The story of a Polish woman who sheltered close to 300 Jews during World War II is due to be released March 31 as an already acclaimed Hollywood film, titled “The Zookeeper’s Wife.”

Pete Hammond, writing for Deadline Hollywood, says Director Niki Caro (Whale Rider, McFarland USA, North Country) and screenwriter Angela Workman, based on the memoirs of the Zookeeper’s wife Antonina Zabinski, have “crafted an inspiring and uniquely humane film that stays with you long after you leave the theater.”


Based on the non-fiction book of the same name by Diane Ackerman, the film stars Jessica Chastain, Johan Heldenbergh, Michael McElhatton and Daniel Brühl.

“The Zookeeper’s Wife” tells the story of Jan Zabinski, the director of the Warsaw zoo, and his wife Antonina, who hid some 300 Jews who had escaped from the ghetto, as well as resistance fighters in their villa on the zoo grounds during much of the war.

The Zabinskis died in the 1970s.
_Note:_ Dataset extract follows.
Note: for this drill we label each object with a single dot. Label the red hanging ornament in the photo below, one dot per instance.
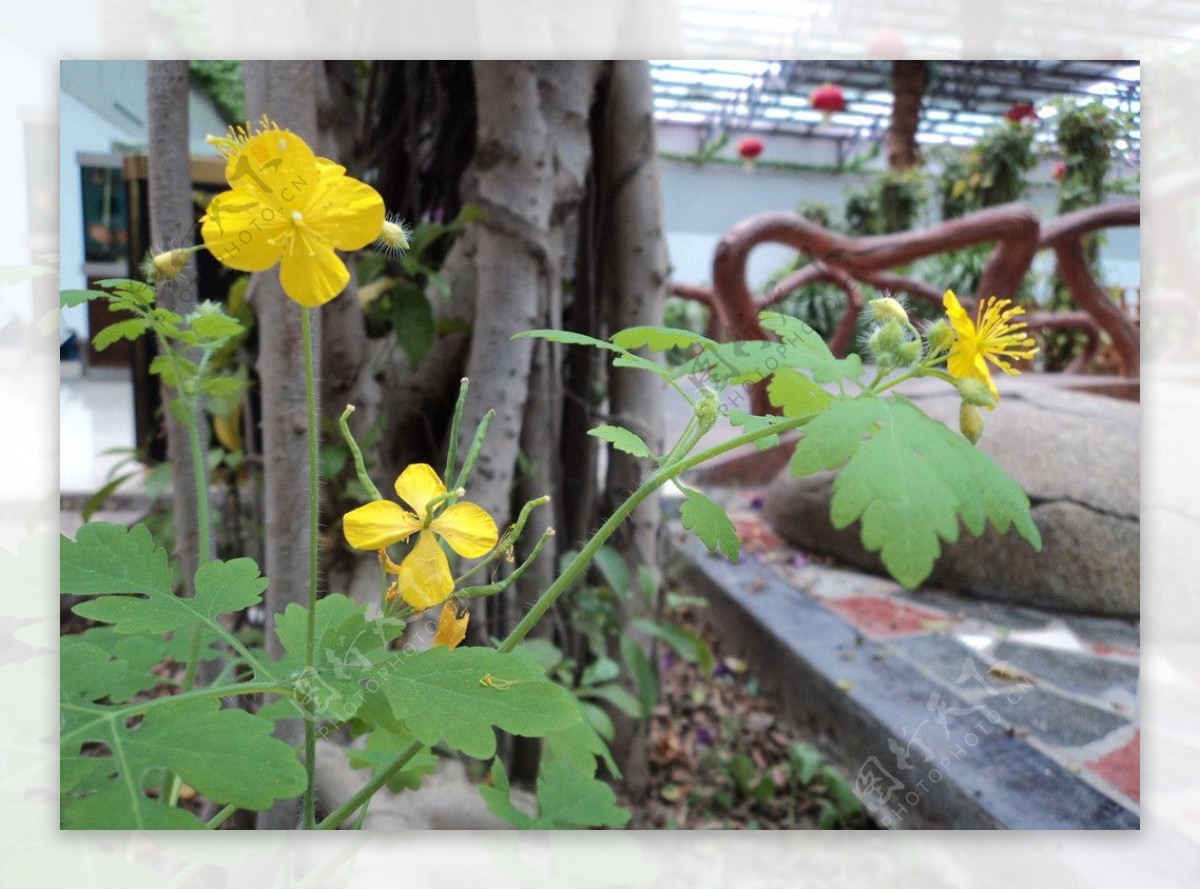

Yad Vashem has recognized them as Righteous Among the Nations.

“My father knew that it wouldn’t occur to the Germans that so many people could be hiding in a place like this with open windows and no curtains,” the zoo couple’s daughter Teresa Zabinska, 73, told AFP.

“My father always said that’s what a decent person should do,” she added.

Some hid in animal cages, other in the villa’s basement. Some were “adopted” as fake family members or service staff.

When a Nazi soldier got too close for comfort, Antonina would play an operetta on the piano, signaling the approaching danger. The stowaways would then rush through an underground tunnel or hide in a double-sided wardrobe.

To hide their sheltered Jews from their housekeeper, the couple would order enormous meals which they pretended to consume all by their lonesome. In her 1968 memoir, Antonina wrote that the suspicious woman would often grumble, “I can’t believe how much they eat! I’ve never seen anything like it!”